The setData() method specifies data only as a URI, setType() specifies it only as a MIME type, and setDataAndType() specifies it as both a URI and a MIME type. The URI is read by getData() and the type by getType().

Category

The category is an optional part of Intent object and it's a string containing additional information about the kind of component that should handle the intent. The addCategory() method places a category in an Intent object, removeCategory() deletes a category previously added, and getCategories() gets the set of all categories currently in the object.

Extras

This will be in key-value pairs for additional information that should be delivered to the component handling the intent.
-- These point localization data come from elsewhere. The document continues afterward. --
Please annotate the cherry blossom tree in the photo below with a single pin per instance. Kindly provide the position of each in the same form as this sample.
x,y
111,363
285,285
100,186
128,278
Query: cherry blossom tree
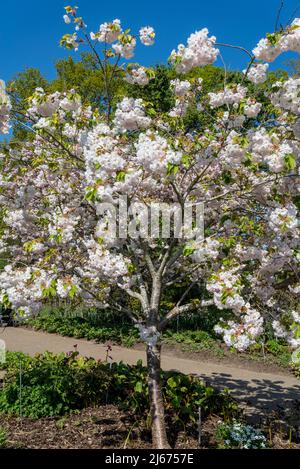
x,y
64,194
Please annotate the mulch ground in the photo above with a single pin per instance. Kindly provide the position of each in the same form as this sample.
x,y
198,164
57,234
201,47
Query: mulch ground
x,y
104,427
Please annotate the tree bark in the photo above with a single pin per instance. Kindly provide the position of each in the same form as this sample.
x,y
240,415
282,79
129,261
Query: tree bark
x,y
158,425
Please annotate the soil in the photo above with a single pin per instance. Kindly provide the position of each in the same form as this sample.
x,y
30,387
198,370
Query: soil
x,y
106,427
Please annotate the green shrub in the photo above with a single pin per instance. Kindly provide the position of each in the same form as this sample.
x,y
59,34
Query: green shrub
x,y
3,438
79,328
54,385
236,435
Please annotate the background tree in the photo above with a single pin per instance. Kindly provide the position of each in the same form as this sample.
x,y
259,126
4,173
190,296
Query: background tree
x,y
64,191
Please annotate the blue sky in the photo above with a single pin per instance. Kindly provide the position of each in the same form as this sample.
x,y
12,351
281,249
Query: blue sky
x,y
30,30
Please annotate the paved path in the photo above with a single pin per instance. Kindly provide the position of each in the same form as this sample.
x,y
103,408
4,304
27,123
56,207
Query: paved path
x,y
258,391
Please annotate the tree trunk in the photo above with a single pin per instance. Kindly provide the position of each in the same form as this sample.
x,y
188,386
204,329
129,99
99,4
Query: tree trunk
x,y
158,426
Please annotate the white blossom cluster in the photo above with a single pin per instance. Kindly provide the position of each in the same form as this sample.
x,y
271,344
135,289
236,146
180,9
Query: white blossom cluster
x,y
284,219
180,87
226,287
269,48
154,153
130,115
137,76
63,225
44,106
291,335
199,51
147,35
252,109
287,95
108,32
266,147
228,96
243,334
257,73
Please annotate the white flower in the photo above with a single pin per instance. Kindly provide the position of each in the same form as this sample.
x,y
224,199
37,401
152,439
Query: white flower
x,y
147,35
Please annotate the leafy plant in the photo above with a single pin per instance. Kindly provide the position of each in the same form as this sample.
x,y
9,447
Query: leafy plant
x,y
3,437
53,385
236,435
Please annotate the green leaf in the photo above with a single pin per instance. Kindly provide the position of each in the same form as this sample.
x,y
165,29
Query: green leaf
x,y
290,161
138,387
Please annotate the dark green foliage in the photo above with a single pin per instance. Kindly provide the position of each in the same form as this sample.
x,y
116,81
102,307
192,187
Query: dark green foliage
x,y
80,327
54,385
3,438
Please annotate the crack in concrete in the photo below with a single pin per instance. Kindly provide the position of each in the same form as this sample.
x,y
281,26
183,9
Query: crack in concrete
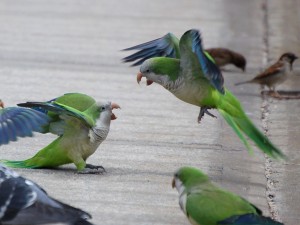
x,y
270,189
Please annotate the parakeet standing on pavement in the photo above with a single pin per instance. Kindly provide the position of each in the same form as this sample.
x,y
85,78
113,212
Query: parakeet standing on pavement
x,y
206,204
24,202
81,123
189,73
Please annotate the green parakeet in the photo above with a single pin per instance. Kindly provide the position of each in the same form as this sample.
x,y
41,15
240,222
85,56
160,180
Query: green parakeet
x,y
190,74
206,204
81,123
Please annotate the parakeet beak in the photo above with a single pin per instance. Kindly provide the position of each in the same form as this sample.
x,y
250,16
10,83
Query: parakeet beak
x,y
114,106
139,78
1,104
173,183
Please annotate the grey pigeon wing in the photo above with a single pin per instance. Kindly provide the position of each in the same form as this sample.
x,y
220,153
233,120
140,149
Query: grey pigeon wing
x,y
191,43
20,122
24,202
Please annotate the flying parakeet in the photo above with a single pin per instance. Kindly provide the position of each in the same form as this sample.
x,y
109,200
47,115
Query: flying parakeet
x,y
206,204
189,73
24,202
81,123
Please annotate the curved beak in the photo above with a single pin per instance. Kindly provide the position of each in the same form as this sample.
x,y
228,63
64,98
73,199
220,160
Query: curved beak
x,y
139,77
173,183
114,106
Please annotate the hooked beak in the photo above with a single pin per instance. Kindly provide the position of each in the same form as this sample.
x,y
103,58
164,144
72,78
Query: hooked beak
x,y
173,183
114,106
139,78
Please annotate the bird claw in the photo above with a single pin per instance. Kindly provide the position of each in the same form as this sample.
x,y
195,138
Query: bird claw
x,y
204,110
91,169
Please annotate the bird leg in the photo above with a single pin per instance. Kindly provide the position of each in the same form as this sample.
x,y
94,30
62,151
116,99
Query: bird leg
x,y
92,169
204,110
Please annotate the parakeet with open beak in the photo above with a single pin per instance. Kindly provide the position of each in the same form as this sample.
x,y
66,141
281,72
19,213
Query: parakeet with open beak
x,y
24,202
188,72
81,123
206,204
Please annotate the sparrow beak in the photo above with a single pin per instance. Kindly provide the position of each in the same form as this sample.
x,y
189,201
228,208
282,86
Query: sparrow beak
x,y
173,183
114,106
The extras can be set and read using the putExtras() and getExtras() methods respectively.

 

Intent Filters

You have seen how an Intent has been used to call another activity. Android OS uses filters to pinpoint the set of components (Activities, Services, and Broadcast receivers) that can handle the Intent with help of specified set of action, categories, data scheme associated with an Intent. We will use <intent-filter> element in the manifest file to list down actions, categories and data types associated with any activity, service, or broadcast receiver.

 

Following is an example of a part of AndroidManifest.xml file to specify an activity com.discoversdk.My Application.CustomActivity which can be invoked by either of the two mentioned actions, one category, and one data:

 

<activity android:name=".CustomActivity"
  android:label="@string/app_name">
  
  <intent-filter>
     <action android:name="android.intent.action.VIEW" />
     <action android:name="com.discoversdk.My Application.LAUNCH" />
     <category android:name="android.intent.category.DEFAULT" />
     <data android:scheme="http" />
  </intent-filter>
</activity>

 

Once this activity is defined along with the above mentioned filters, other activities will be able to invoke this activity using either the android.intent.action.VIEW, or using the com.example.My Application.LAUNCH action provided their category is android.intent.category.DEFAULT.

 

The <data> element specifies the data type expected by the activity to be called and for above example our custom activity expects the data to start with the "http://".

 

There may be a situation that an intent can pass through the filters of more than one activity or service, the user may be asked which component to activate through a file chooser. An exception is raised if no target or component is found to handle the intent.

 

There are following test Android checks before invoking an activity −

  • A filter <intent-filter> may list more than one action as shown above but this list cannot be empty; a filter must contain at least one <action> element, otherwise it will block all intents. If more than one action is mentioned then Android tries to match one of the mentioned actions before invoking the activity.
  • A filter <intent-filter> may list zero, one or more than one categories. If there is no category mentioned then Android always passes this test but if more than one category is mentioned then for an intent to pass the category test, every category in the Intent object must match a category in the filter.
  • Each <data> element can specify a URI and a data type (MIME media type). There are separate attributes like scheme, host, port, and path for each part of the URI. An Intent object that contains both a URI and a datatype passes the data type part of the test only if its type matches a type listed in the filter.

 

Let’s look at AndroidManifest.xml to create an implicit intent using an intent-filter,

<activity
 android:name=".HelloWorld"
 android:label="@string/app_name">
   <intent-filter>
     <action
       android:name="android.intent.action.VIEW"/>
     <category
       android:name="android.intent.category.DEFAULT"/>
     <category
       android:name="android.intent.category.BROWSABLE"/>
     <data
       android:scheme="http"
       android:host="discoversdk.com"/>
   </intent-filter>

</activity>

 

In the activity, we can launch Activity HelloWorld.java as,

Intent intent = new Intent (Intent.ACTION_VIEW, Uri.parse("http://discoversdk.com"));

startActivity(intent);

 

Conclusion

This article introduced you to the communication mechanism implemented in Android using Intents and Intent filters. Use these components to build better apps!